彼女たちが初手で暴れてくれればくれるほどこちらは安全になる。草原や森の入口を、〝人間のナワバリだ〟という認識を魔獣や野生動物に植えつけることができる。島の新参者としての少々過激なご挨拶というわけだ。ヤクザかな?
「草原の安全は確保できそうですね。安心しました」
「でもいいのかよ」
「なにがですか?」
「あいつらが魔獣を倒したり活躍したら、こっちが下手に出なきゃいけねえんじゃねえか?」
「そうよ、兄ちゃんの言う通りよ! 強い連中は怖いんだから!」
カガミさんの率直かつごく当たり前の言葉に深くうなずく。
強いやつは怖いのだ。
「確かにその通りです。しかし強さだけが物を言うのは、都市や国家など高度に分業された世界だからこそでもあります」
「へ? 何言ってんだ?」
「何にもない、足りない尽くしの無人島生活では、戦闘能力以外の文化や文明の力も非常に有用だということです。……さて、向こうの準備もそろそろ終わってることでしょうし、戻りましょうか」
エーデル、そしてどこか納得いかない顔をしたツルギくんとカガミさんを連れ、僕はキャンプ地へと戻った。

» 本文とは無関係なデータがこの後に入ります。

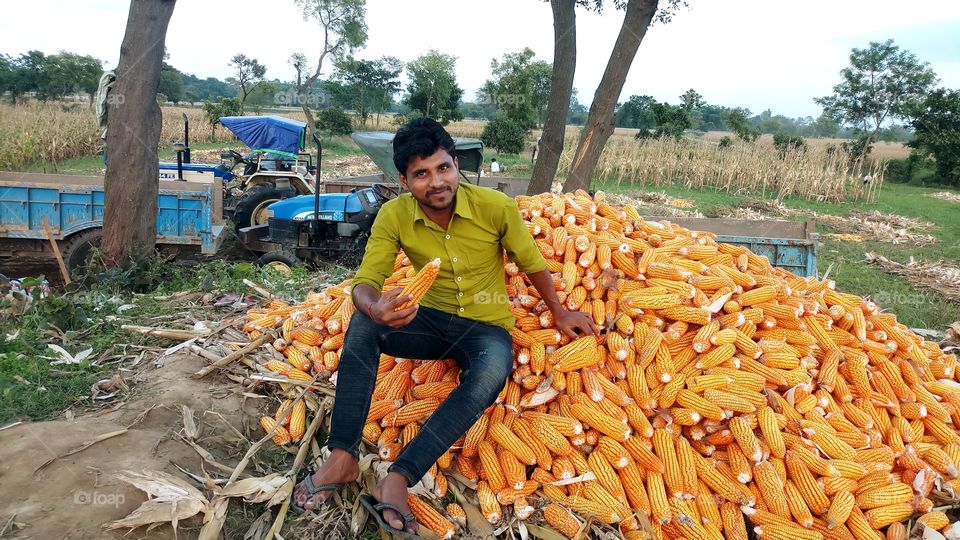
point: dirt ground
(73, 497)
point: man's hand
(574, 323)
(382, 311)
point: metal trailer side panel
(187, 213)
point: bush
(334, 121)
(507, 136)
(785, 143)
(914, 170)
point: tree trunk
(133, 132)
(599, 124)
(561, 89)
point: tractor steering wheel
(384, 192)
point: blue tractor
(335, 226)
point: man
(464, 316)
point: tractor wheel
(252, 206)
(77, 249)
(282, 261)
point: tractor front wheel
(252, 206)
(283, 261)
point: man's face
(432, 180)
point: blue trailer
(189, 214)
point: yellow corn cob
(415, 411)
(885, 515)
(892, 494)
(596, 418)
(491, 466)
(897, 531)
(934, 520)
(561, 519)
(578, 354)
(776, 531)
(507, 439)
(280, 434)
(418, 287)
(811, 492)
(771, 488)
(298, 420)
(428, 517)
(798, 506)
(840, 508)
(488, 503)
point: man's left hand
(574, 323)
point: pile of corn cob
(722, 391)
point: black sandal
(375, 507)
(314, 489)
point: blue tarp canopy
(273, 134)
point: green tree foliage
(211, 88)
(344, 29)
(49, 76)
(171, 83)
(882, 83)
(936, 126)
(636, 113)
(250, 74)
(365, 86)
(519, 88)
(738, 122)
(577, 112)
(214, 110)
(669, 121)
(788, 143)
(825, 126)
(504, 134)
(433, 89)
(335, 121)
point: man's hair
(420, 137)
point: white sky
(759, 54)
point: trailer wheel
(77, 248)
(282, 261)
(252, 206)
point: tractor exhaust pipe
(315, 224)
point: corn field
(816, 174)
(35, 131)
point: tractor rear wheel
(252, 206)
(77, 248)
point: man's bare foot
(341, 467)
(393, 490)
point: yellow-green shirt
(470, 284)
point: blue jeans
(483, 352)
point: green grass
(914, 306)
(87, 316)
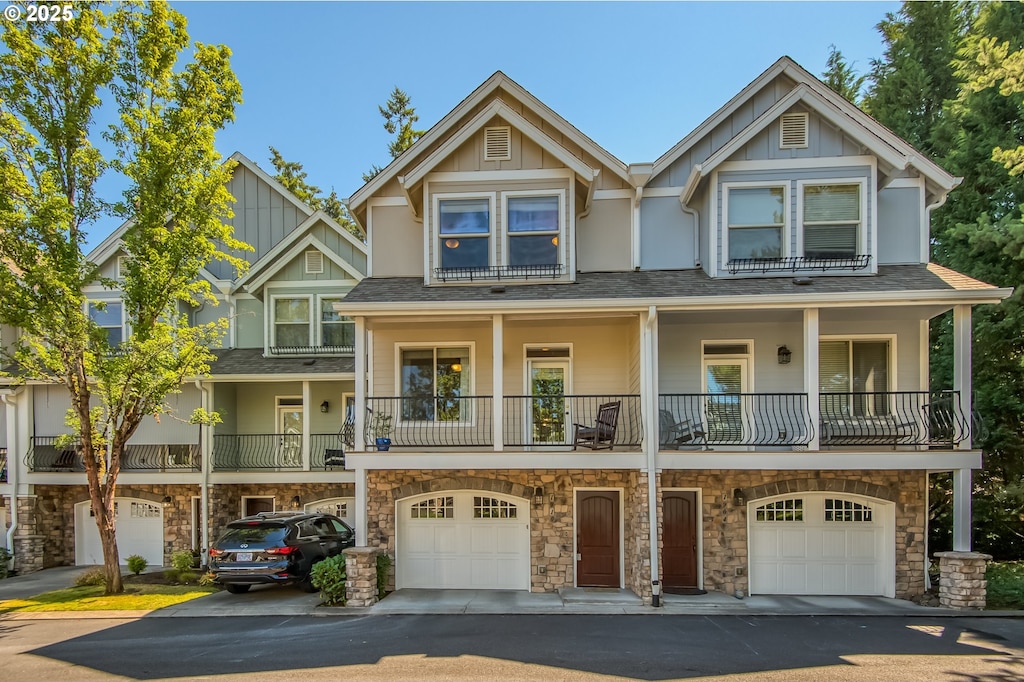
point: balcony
(274, 452)
(46, 456)
(529, 421)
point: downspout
(12, 466)
(651, 448)
(205, 457)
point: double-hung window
(534, 227)
(434, 381)
(464, 232)
(832, 219)
(757, 221)
(109, 315)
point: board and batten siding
(900, 229)
(792, 178)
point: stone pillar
(360, 576)
(29, 543)
(962, 580)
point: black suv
(278, 548)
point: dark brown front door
(597, 539)
(679, 550)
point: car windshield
(253, 535)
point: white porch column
(360, 508)
(962, 510)
(498, 381)
(962, 367)
(360, 384)
(811, 334)
(306, 428)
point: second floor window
(465, 232)
(757, 222)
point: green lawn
(1006, 585)
(135, 597)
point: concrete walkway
(272, 600)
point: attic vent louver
(314, 262)
(498, 143)
(793, 131)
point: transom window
(832, 220)
(108, 315)
(847, 511)
(781, 510)
(433, 383)
(306, 323)
(493, 508)
(464, 227)
(433, 508)
(756, 221)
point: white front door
(548, 416)
(463, 540)
(822, 544)
(139, 530)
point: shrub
(329, 577)
(90, 578)
(182, 560)
(383, 566)
(5, 558)
(136, 564)
(187, 577)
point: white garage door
(822, 543)
(139, 528)
(466, 540)
(340, 507)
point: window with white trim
(464, 230)
(832, 220)
(307, 323)
(433, 383)
(756, 221)
(109, 315)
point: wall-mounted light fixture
(784, 355)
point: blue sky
(636, 77)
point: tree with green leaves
(841, 77)
(399, 115)
(291, 175)
(167, 98)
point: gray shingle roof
(658, 284)
(251, 360)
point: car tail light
(282, 550)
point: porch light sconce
(784, 355)
(738, 498)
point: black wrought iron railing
(257, 452)
(893, 418)
(430, 421)
(552, 271)
(552, 420)
(799, 264)
(704, 420)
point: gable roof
(830, 104)
(436, 133)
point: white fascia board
(499, 109)
(775, 301)
(826, 460)
(488, 459)
(266, 177)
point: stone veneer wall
(551, 515)
(724, 531)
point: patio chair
(602, 434)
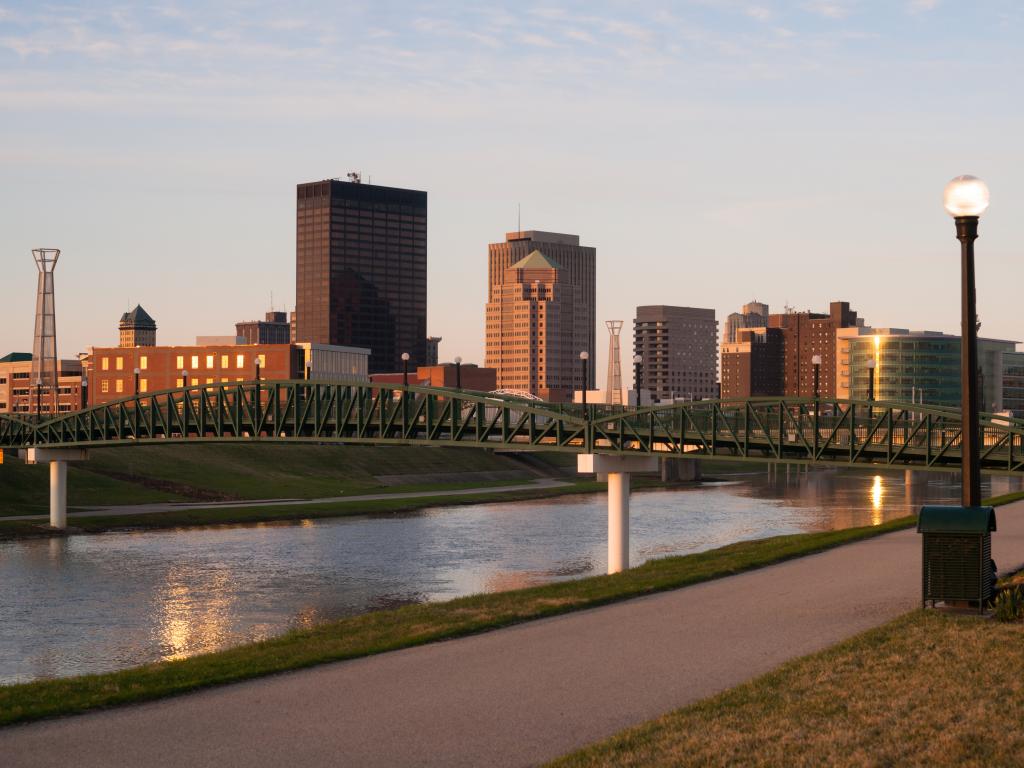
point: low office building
(473, 377)
(919, 367)
(18, 395)
(112, 371)
(275, 329)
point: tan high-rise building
(578, 264)
(537, 325)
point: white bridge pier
(57, 459)
(616, 470)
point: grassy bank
(928, 689)
(389, 630)
(271, 513)
(236, 471)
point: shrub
(1009, 605)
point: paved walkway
(147, 509)
(520, 695)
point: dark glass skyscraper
(361, 269)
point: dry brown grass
(928, 689)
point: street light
(966, 198)
(584, 356)
(637, 359)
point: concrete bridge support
(57, 459)
(616, 470)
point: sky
(714, 152)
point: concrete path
(144, 509)
(520, 695)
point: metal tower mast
(614, 394)
(44, 345)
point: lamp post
(966, 198)
(637, 359)
(584, 356)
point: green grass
(389, 630)
(927, 689)
(25, 489)
(270, 513)
(218, 472)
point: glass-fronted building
(919, 367)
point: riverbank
(389, 630)
(929, 689)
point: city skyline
(805, 164)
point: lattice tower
(614, 394)
(44, 345)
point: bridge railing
(776, 429)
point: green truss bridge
(614, 439)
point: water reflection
(100, 602)
(877, 495)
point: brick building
(111, 371)
(808, 334)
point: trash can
(956, 554)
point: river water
(94, 603)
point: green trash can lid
(936, 519)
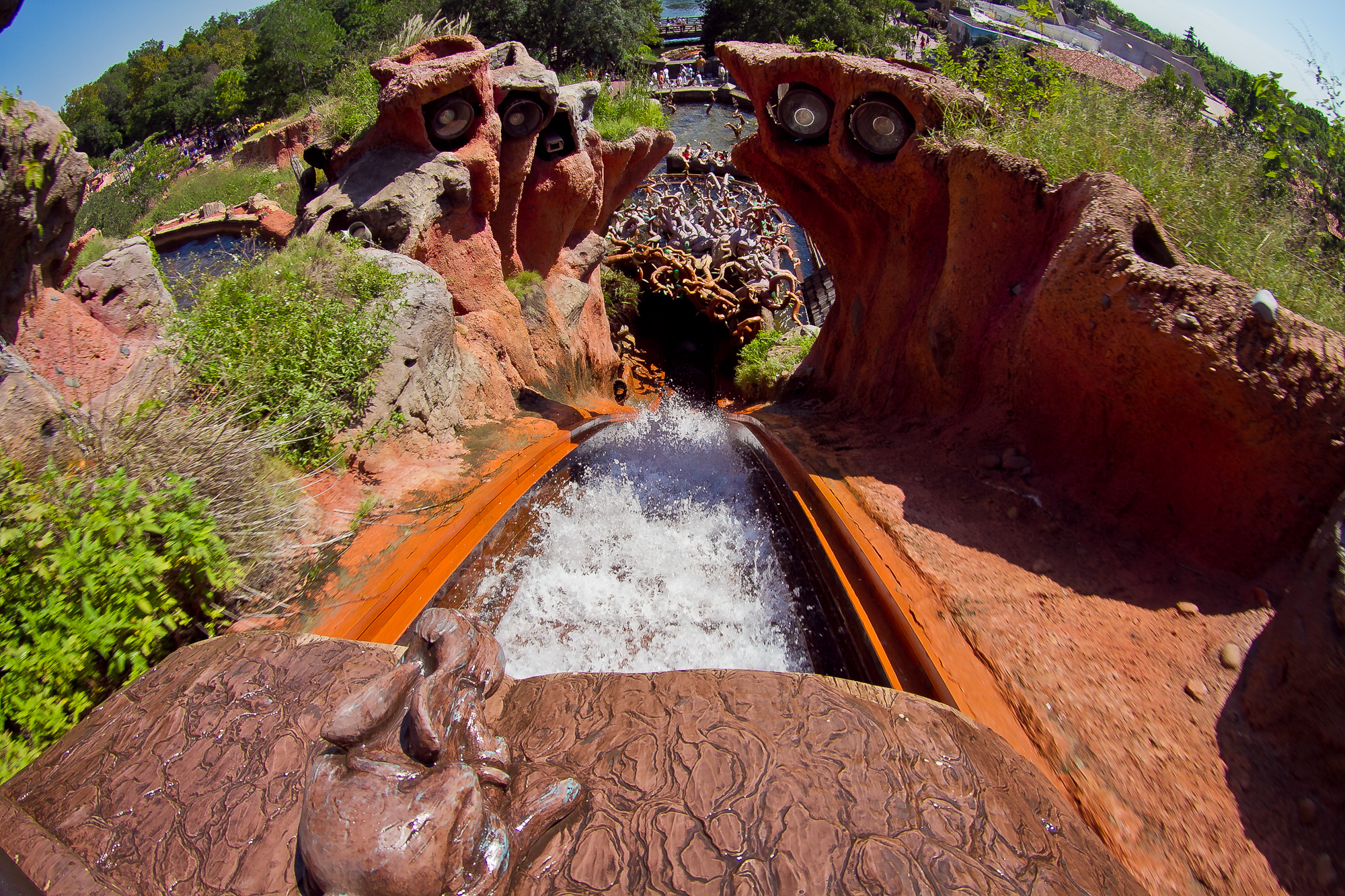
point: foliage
(770, 357)
(93, 251)
(1015, 83)
(822, 25)
(618, 116)
(594, 34)
(294, 338)
(1204, 182)
(100, 579)
(219, 184)
(524, 283)
(116, 210)
(1180, 95)
(621, 295)
(354, 104)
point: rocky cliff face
(493, 201)
(972, 291)
(42, 184)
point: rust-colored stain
(919, 651)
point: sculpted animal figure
(416, 795)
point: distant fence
(675, 29)
(820, 292)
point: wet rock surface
(699, 780)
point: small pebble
(1325, 872)
(1265, 306)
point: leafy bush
(621, 295)
(618, 116)
(354, 104)
(1208, 190)
(523, 283)
(294, 338)
(1016, 84)
(219, 184)
(100, 579)
(93, 251)
(771, 356)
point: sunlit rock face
(973, 292)
(482, 166)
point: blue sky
(59, 45)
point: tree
(303, 38)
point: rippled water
(657, 555)
(692, 124)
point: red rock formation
(972, 291)
(493, 206)
(276, 149)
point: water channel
(660, 544)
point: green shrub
(294, 338)
(93, 251)
(523, 283)
(1207, 189)
(100, 579)
(217, 184)
(771, 356)
(618, 116)
(621, 295)
(354, 104)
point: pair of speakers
(450, 119)
(878, 122)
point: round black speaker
(523, 118)
(880, 127)
(805, 114)
(450, 119)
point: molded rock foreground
(696, 782)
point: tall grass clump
(294, 339)
(1206, 185)
(219, 184)
(619, 115)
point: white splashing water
(658, 557)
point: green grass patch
(295, 338)
(100, 579)
(771, 356)
(221, 184)
(524, 283)
(1208, 189)
(93, 251)
(618, 116)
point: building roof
(1094, 67)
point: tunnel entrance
(696, 354)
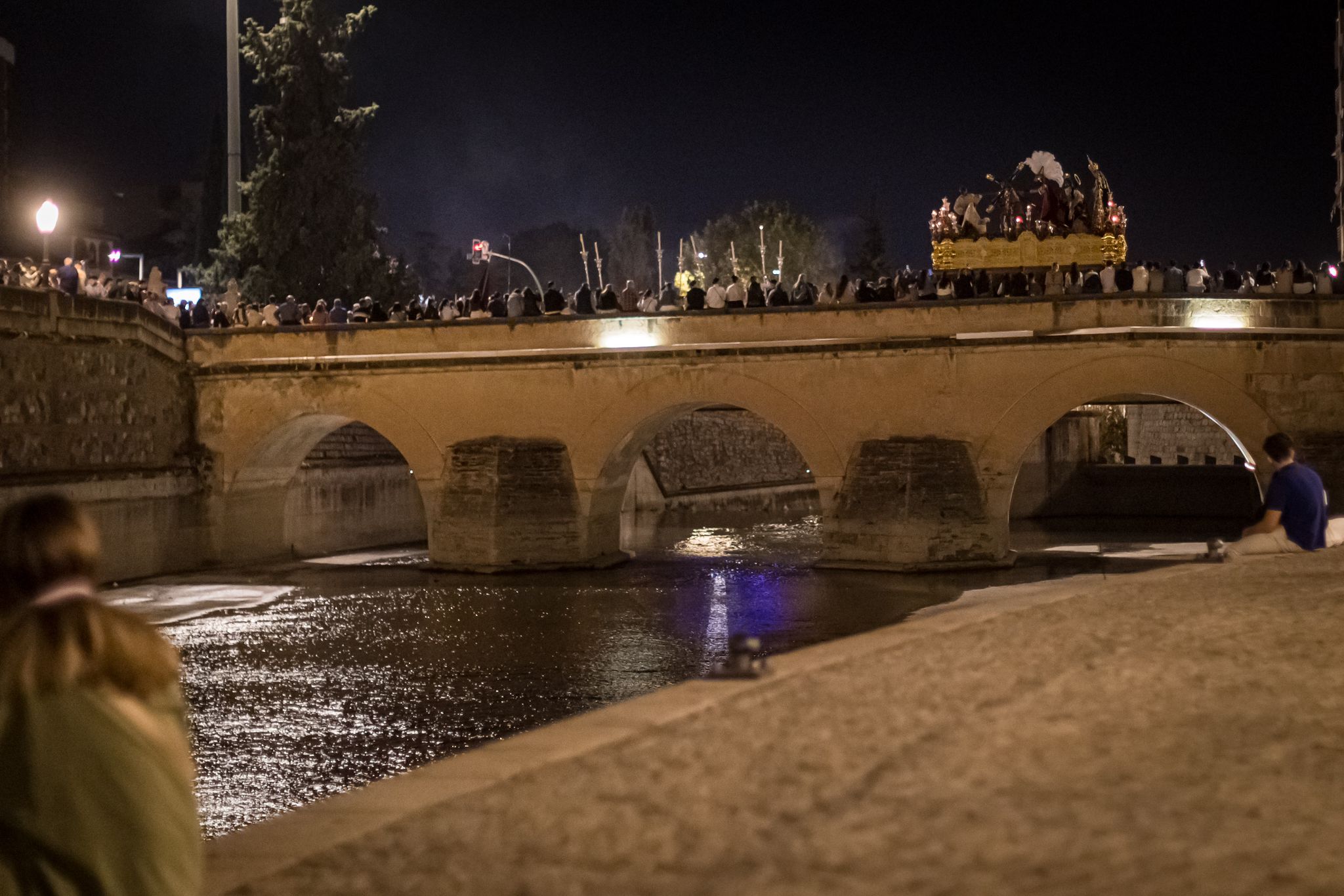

キャンプ地では、皆が協力して草むしりや煮炊きの準備をしていた。
僕の姿を見かけると、船長代理のエリックさんが駆け寄ってきた。
「おう、戻ったか」
「なにか問題はありました?」
「問題だらけなのに、一人一人じゃどうしようもねえってのが問題だ。なにか自分にできる仕事がねえとみんな不安なんだよ。数日分の飯はあるが、寝床も何もねえし」
はぁ、とエリックさんが溜め息をついて肩を落とす。
「飯も寝床も問題ですね」
「ああ」
「魔獣ばかりの食事になってしまいそうです。動物性タンパクが多くて栄養が偏ります」
「ああ……ああ?」
船長代理がうなずきかけて首をひねった。
「食事の量の問題は大丈夫ですよ、おそらく。それよりもう一つの問題……寝床を解決しましょうか。エーデル、毛を少し多めに分けてください」
「めぇ!」
エーデルが一鳴きした瞬間、その体……というか毛から不思議な光芒が溢れ出す。
魔力の現れだ。
そして、ぼふん! というちょっとした爆発のような音が鳴った。
「な、何だこりゃ……!?」
「毛ですよ、毛。これを糸にして、更に糸を織って生地にしていきます」
「そ、そりゃわかった、わかったから助けてくれ! 毛に溺れる!」
「あ、しまった」
エリックさんを救助して、人のいないところに移動した。
皆、何だどうしたと興味津々に見ているが、気にせず作業を進める。
「【錬金術師:錬金】」
スキルを発動させてエーデルの毛を糸に変化させ、更にそれを繊維状に織っていく。船の時とは違って、撥水の性質だけを持たせた。強度もさほどない。雨風を凌げる程度で十分だ。
そのかわり、とにかく大量に作り出していく。
「おお……相変わらず凄えな……」
「これをテント代わりにしてください。ああ、生地だけじゃなくてロープも作っておきますので。ポールや木材なども必要かもしれませんが、それは森から切り出せば良いと思います。流石に林業となると守備範囲外なので、誰か詳しい人がいたら助かるのですが」
僕がそう言うと、元奴隷の団員の何人かが手を上げた。
どうやら元は木こりをしていた者や大工をしていた者がいるらしい。